Animals are also a popular way to add a little color to what you want to say. Kids like to exaggerate as much as the rest of us, so instead of saying it's raining really hard, tell them, in an excited voice, that it's raining cats and dogs. On a cold day, as they are dressing up for the cold, tell them they look as snug as a bug in a rug. For the shy ones, ask if the cat's got their tongue. Have you got ants in your pants, for the fidgety ones, is a fun one to get them to act out.
Idioms Describing Feelings
As with all idioms, the ones that describe feelings can lead to some good discussions by asking the kids what they think they mean. Some are easier to guess than others, but you will get some funny responses. If feeling a little sick, they are under the weather, but if they miss school, maybe they are as sick as a dog. Maybe a feeling of sadness has them feeling blue, while happiness has them tickled pink. It's not difficult to get a little angry, or hot under the collar, if the kids are driving you up the wall by yelling or complaining.

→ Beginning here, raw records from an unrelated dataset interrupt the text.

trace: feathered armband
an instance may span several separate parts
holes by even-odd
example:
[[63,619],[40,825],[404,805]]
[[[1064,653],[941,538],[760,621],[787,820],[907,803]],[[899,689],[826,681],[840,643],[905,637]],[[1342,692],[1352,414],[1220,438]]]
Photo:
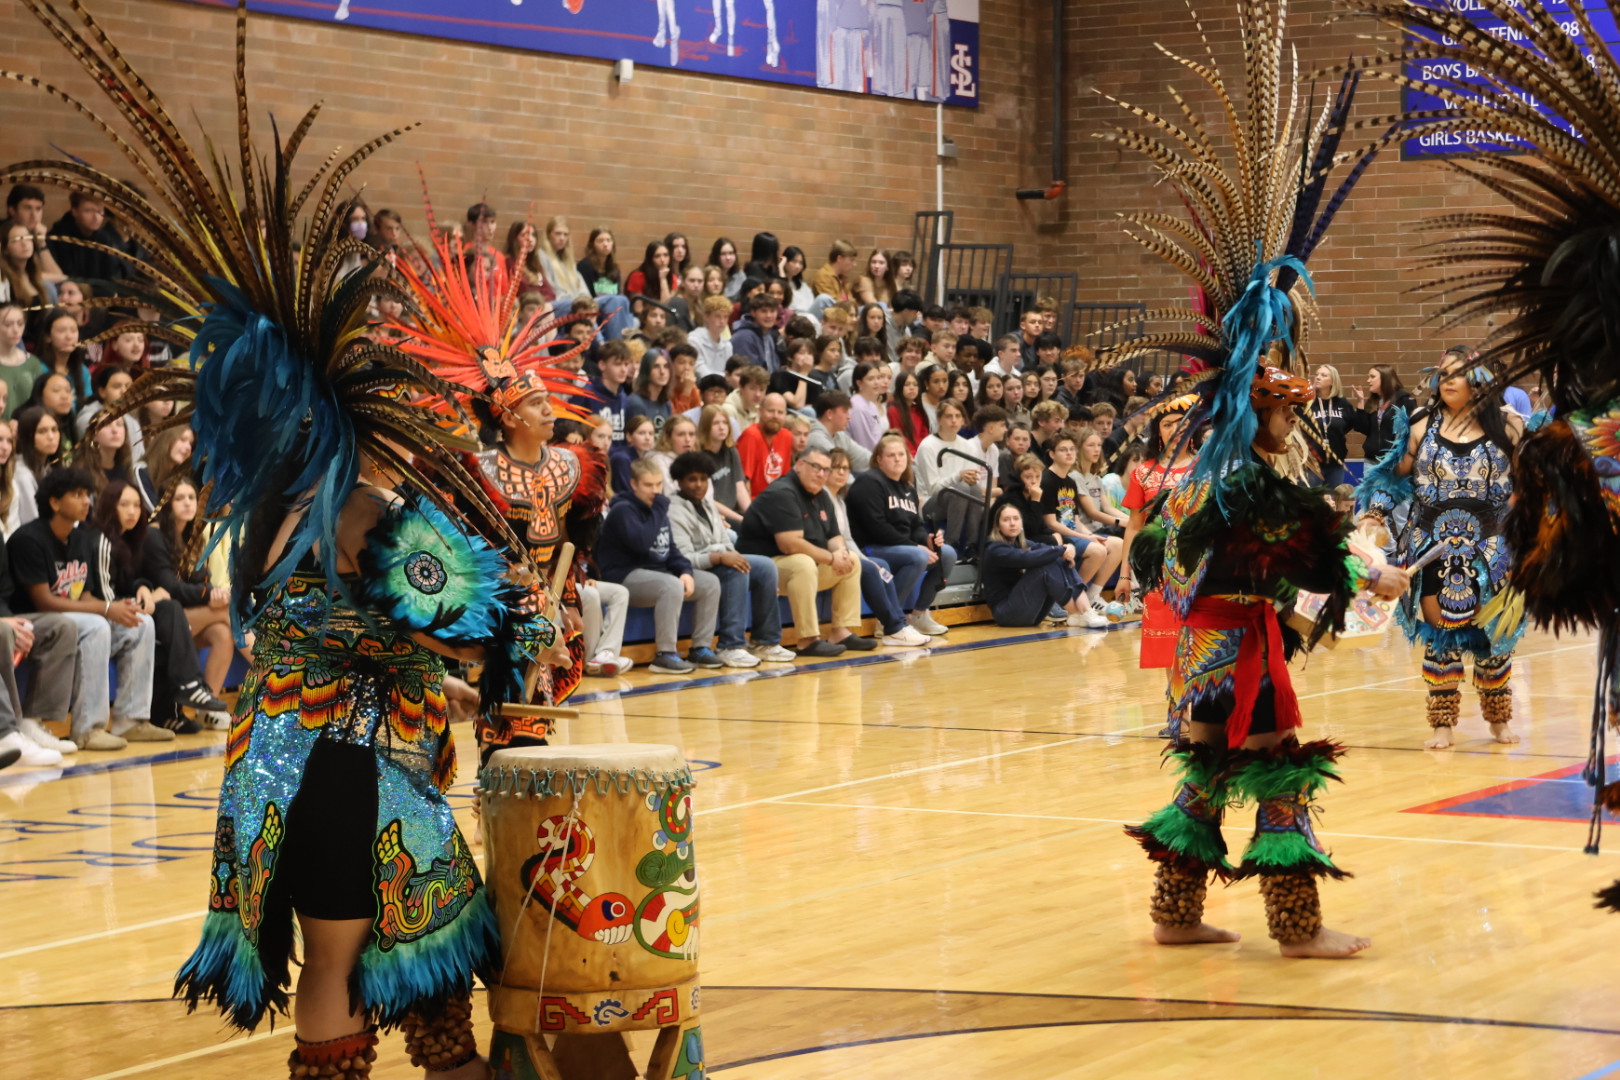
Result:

Some of the common food idioms are full of wisdom and, when demonstrated, can really drive home the point. Don't put all your eggs in one basket is helpful when it comes to friends or money. The same is true when it comes to trying to do too many things at once; don't bite off more than you can chew. If you have bitten off too much, you can change, but don't cry over spilled milk, as it will not help. Some of the expressions are just fun, like describing something easy as a piece of pie or a piece of cake. If you get yourself into trouble, or into a pickle, don't go bananas, try to stay as cool as a cucumber.